In order to export the constant, in the program code, try a different value of the constant starting from the zero value of each constant.
An android program was developed for car tuning purposes.
The value of the scale variable depends directly on the current position of the robot exported by the reference strip center.
The position of the robot along the center of the strip is derived as a negative integer or a positive integer through the sensor value.
So the code determines whether the robot should turn left or right.
The value of the derivative variable is the difference between the current value of the proportional variable and the value of the proportional variable in the last iteration of the code.
This gives the difference with the desired output.
The value of the integral variable is the sum of the value of the variable in the previous program code iteration and the current value of the proportional variable.
Using all three variables multiplied by their respective constants, the power difference or the upcoming difference in the PWM output is derived and corrected according to the duty cycle of the PWM output.
PID algorithm is implemented in Arduino sketch.
The PID algorithm is implemented using three constants Kp, Ki and Kd.
They are shorthand symbols of proportions, integral, and differential constants, respectively.
These three constants must be set after testing and need to be defined for the desired control application.

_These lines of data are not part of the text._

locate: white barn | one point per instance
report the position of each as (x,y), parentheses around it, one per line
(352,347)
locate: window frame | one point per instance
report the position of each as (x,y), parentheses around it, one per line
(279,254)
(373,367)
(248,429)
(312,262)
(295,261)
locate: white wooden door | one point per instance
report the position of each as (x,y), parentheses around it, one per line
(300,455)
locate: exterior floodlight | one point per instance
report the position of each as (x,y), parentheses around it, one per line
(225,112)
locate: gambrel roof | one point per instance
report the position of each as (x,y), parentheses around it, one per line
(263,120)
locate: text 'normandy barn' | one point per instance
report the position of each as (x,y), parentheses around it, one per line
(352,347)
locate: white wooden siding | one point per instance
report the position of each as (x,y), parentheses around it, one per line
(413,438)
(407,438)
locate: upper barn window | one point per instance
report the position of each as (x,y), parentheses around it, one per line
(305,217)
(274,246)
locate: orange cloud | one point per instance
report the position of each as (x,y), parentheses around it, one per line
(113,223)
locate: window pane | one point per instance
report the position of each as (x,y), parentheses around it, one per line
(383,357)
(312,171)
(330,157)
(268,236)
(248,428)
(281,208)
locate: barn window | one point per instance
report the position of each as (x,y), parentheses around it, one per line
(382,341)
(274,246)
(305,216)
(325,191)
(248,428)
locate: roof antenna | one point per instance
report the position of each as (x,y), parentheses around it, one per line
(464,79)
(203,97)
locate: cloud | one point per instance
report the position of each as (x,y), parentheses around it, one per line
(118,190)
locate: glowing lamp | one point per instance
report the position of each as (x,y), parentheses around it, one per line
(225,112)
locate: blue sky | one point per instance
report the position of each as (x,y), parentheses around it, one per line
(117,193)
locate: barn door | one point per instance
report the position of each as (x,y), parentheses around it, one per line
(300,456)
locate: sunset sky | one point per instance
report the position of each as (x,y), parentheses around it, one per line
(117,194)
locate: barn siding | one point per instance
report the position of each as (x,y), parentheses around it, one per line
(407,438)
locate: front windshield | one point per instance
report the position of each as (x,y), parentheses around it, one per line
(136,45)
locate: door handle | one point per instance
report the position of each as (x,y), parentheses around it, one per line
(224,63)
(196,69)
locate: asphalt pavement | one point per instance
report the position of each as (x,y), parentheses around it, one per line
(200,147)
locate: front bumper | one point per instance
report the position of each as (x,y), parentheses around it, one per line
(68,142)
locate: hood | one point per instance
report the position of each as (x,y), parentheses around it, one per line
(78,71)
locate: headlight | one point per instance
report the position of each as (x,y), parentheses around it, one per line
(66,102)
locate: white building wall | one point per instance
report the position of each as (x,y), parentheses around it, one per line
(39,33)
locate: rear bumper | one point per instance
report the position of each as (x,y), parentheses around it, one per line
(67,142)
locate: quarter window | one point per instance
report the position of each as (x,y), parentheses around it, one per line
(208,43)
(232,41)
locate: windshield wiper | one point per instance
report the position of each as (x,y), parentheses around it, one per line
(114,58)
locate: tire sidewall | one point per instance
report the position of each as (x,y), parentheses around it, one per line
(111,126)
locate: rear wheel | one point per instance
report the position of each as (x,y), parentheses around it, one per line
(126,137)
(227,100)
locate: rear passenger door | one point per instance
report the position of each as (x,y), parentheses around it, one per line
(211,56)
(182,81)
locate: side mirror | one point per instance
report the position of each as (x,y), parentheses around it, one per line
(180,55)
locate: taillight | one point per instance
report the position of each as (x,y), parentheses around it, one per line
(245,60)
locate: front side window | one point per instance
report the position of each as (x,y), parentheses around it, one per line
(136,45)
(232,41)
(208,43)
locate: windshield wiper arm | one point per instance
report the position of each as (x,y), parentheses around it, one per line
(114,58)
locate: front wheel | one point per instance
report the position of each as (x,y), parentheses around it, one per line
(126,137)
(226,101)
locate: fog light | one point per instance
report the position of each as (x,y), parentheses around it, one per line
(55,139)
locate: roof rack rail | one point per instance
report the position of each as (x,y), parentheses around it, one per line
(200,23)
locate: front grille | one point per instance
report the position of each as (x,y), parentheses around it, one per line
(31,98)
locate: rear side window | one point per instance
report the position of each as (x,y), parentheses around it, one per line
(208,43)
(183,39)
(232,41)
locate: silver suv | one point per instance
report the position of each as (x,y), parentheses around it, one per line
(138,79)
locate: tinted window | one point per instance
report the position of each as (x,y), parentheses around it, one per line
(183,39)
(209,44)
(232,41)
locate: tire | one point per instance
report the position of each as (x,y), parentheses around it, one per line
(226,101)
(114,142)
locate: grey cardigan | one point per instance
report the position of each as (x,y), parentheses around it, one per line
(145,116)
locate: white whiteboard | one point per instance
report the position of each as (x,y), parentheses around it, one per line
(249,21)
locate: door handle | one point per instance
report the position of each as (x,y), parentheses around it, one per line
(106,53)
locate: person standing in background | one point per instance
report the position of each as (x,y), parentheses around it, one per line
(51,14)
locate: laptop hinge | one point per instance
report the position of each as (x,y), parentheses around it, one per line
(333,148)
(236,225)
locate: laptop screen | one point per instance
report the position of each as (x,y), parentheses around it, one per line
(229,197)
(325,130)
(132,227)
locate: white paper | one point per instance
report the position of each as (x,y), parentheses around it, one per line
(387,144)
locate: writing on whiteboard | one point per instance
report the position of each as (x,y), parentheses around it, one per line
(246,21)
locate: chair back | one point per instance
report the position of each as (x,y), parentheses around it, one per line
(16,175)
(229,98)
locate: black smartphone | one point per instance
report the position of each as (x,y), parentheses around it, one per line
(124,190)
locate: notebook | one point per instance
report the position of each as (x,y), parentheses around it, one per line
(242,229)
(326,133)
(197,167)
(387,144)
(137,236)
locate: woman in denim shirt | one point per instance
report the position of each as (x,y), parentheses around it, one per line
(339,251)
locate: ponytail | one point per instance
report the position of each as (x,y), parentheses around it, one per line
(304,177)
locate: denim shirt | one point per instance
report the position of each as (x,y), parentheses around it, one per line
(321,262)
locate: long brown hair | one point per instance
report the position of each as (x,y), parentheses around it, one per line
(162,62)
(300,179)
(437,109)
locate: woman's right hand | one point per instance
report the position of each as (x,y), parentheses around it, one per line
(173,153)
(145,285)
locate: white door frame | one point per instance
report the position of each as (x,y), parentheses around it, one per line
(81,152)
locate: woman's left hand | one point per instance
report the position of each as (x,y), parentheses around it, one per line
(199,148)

In order to implement a simple PID control algorithm, first of all,)
The function is used in the code to read the value from the infrared sensor.
Calculate the error according to the sensor reading.
Calculate the PID value from the calculated error.
The process of setting the optimal gain for P, I, and D to obtain the ideal response from the control system is called tuning.
The goal of setting the PID loop is to make it stable, responsive, and minimize overtuning. These goals -
Especially the last two.
Conflict with each other.
You have to find a compromise between acceptable goals to meet all of them.
Process Requirements and physical constraints will determine the balance between acceptable overshoots and response requirements.
There are different tuning methods, including the \"guess and check\" method and the Ziegler Nichols method.
The gain of PID controller can be obtained by trial and error method.
Once the engineer understands the importance of each gain parameter, this approach becomes relatively easy.
In this method, the I and D terms are first set to zero and the proportional gain increases until the output oscillation of the loop.
The system becomes faster as the proportional gain increases, but it is important to be careful not to make the system unstable.
Once P is set to obtain the desired fast response, the integral term is increased to stop the oscillation.
The integral term reduces the steady-state error, but increases the overshoot.
A certain amount of overtuning is always necessary for a fast system so that it can respond to changes immediately.
In order to achieve the minimum steady-state error, the integral term is adjusted.
Once P and I are set to obtain the required fast control system with minimal steady-state error, the derivative term increases until the loop is able to quickly reach the set point.
Increasing the derivative term reduces overshoot and gains a higher gain in a stable condition, but causes the system to be highly sensitive to noise.
Often, engineers need to weigh a feature of the control system to better meet their requirements.
As mentioned earlier, the best way to define the correct constants used by the PID controller is to use \"Try-
The bad thing is, you have to re-
Compile the program every time it has to be changed.
One way to speed up this process is to use the Android app to send constants to the car, observe the response and record the values that match perfectly.
The application uses MIT app Inventor as well as source files and.
The apk file is attached below.
In order to drive the car, I used the Arduino Bluetooth RC car provided by the Game Store for download.
You did the previous steps and congratulated you! ! ! .
You have succeeded in making your own robot, which has a lot of features including following the line and looks as cute as the picture above.